Earlier, the South African government signaled in the first two budget speeches that it plans to start taxing these two products.
“Compared with traditional tobacco products, ENDS is part of a new generation of products introduced to the market as harm reduction or risk reduction products,” said the South African Ministry of Finance.
“These products are battery-powered devices that can evaporate liquid solutions that may contain nicotine, as well as flavors of different ingredients, propylene glycol, vegetable glycerin and other ingredients to produce aerosols that users inhale.”
The Ministry of Finance stated that although the ENDS market in many developing countries such as South Africa is still in its infancy, it is expected to grow. It said that in other markets, the consumption of these products has increased among young people and has raised concerns about their impact on young people starting to smoke and use tobacco.
It added that there are concerns that they may undermine global tobacco control efforts and overall public health.
“Unlike traditional tobacco products, most of these products are not regulated in South Africa, so the Ministry of Health has also begun to amend the current tobacco control legislation to include these products in the regulatory framework.
“Similarly, the governments of other countries in the world have begun to regulate the consumption and use of ENDS through taxation and non-taxation measures.”

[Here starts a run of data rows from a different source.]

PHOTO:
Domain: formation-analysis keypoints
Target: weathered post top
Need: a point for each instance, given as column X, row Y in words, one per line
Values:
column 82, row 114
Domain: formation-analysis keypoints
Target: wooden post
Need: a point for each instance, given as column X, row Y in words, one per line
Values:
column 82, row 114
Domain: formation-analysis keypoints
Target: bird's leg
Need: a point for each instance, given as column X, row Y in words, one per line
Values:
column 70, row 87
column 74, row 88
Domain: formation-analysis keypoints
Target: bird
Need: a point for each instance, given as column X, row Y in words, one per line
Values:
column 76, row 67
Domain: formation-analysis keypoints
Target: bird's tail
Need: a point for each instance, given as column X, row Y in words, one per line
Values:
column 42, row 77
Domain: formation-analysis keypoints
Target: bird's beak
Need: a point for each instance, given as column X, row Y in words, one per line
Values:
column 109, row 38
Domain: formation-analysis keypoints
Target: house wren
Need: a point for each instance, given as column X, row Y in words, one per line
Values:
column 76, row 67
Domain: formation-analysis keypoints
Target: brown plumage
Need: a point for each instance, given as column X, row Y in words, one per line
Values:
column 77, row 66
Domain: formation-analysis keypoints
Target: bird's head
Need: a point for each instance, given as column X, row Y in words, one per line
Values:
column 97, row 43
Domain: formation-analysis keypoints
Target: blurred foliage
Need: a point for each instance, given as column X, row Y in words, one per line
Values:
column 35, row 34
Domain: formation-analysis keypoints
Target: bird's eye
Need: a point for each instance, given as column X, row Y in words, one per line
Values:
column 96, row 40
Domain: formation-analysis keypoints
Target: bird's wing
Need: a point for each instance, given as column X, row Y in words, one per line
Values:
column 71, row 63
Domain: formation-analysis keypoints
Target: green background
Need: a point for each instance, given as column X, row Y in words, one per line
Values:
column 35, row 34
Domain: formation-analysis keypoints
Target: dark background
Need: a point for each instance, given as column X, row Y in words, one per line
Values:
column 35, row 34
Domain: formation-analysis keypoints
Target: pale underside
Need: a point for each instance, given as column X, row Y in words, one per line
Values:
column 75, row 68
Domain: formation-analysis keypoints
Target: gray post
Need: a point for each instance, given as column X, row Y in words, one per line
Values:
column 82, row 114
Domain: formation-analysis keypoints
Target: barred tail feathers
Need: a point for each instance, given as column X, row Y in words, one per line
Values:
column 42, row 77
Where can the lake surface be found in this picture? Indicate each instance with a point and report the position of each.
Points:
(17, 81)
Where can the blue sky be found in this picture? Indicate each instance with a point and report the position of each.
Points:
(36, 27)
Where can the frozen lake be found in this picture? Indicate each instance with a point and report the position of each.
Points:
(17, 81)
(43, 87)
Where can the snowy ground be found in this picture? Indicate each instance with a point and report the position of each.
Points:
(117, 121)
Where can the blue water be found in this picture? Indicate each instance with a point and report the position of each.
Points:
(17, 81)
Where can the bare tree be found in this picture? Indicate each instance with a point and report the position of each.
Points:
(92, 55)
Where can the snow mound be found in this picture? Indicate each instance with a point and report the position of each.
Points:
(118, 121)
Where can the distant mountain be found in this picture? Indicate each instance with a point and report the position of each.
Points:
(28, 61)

Although the proposal document is publicly solicited for comments before January 25, 2022, the Ministry of Finance has indicated that it may impose taxes on the equipment and the e-liquid used in it. This will make products with higher nicotine concentrations bear higher taxes-the same as other high-nicotine products such as cigarettes.
A study commissioned by the South African Electronic Cigarette Products Association （VPASA） in 2021 investigated the industry’s economic impact on the local area, including its contribution to GDP and employment.
Cobus de Hart of NKC Africa Economics, who led the study, said his team used procurement, tax, human resources and financial data from a survey of participants in the South African steam industry.
“The steam products industry supports GDP and employment throughout its supply chain. Its total value-added contribution to GDP totals 2.49 billion rand, of which 2019 tax revenue is 710 million rand.”
The main findings of the South African e-cigarette industry economic impact report include:
Direct economic impact:
1.Over 350,000 South Africans use steam products;
2.In 2019, the sales of e-cigarette products reached 1.25 billion rand;
3.The industry created 3,800 jobs;
4.280 million rand to pay taxes;
5.The total value-added contribution of the e-cigarette industry reached 930 million rand.
Indirect economic impact:
1.Local procurement of R290 million;
2.40% and 31% are respectively used for financial and business services and manufacturing;
3.Supported 4,200 jobs;
4.Indirectly contributed R1.09 billion to South Africa’s GDP.
E-cigarette products are currently not regulated in South Africa. Specifically, e-cigarettes are not protected by the Tobacco Products Control Law or the Drug Law. The government proposed the “Tobacco Product Control and Electronic Nicotine Delivery System Act”, hoping to manage electronic cigarette products in a similar way to cigarettes.
The bill was put forward for public comment in 2018, but it is still in draft form. Before being introduced, it still needs to go through a complete parliamentary process.
The bill is expected to further regulate the use, marketing and sales of e-cigarettes or e-cigarettes in South Africa, and these products are currently in a legislative vacuum.
It also plans to further restrict smoking in public places.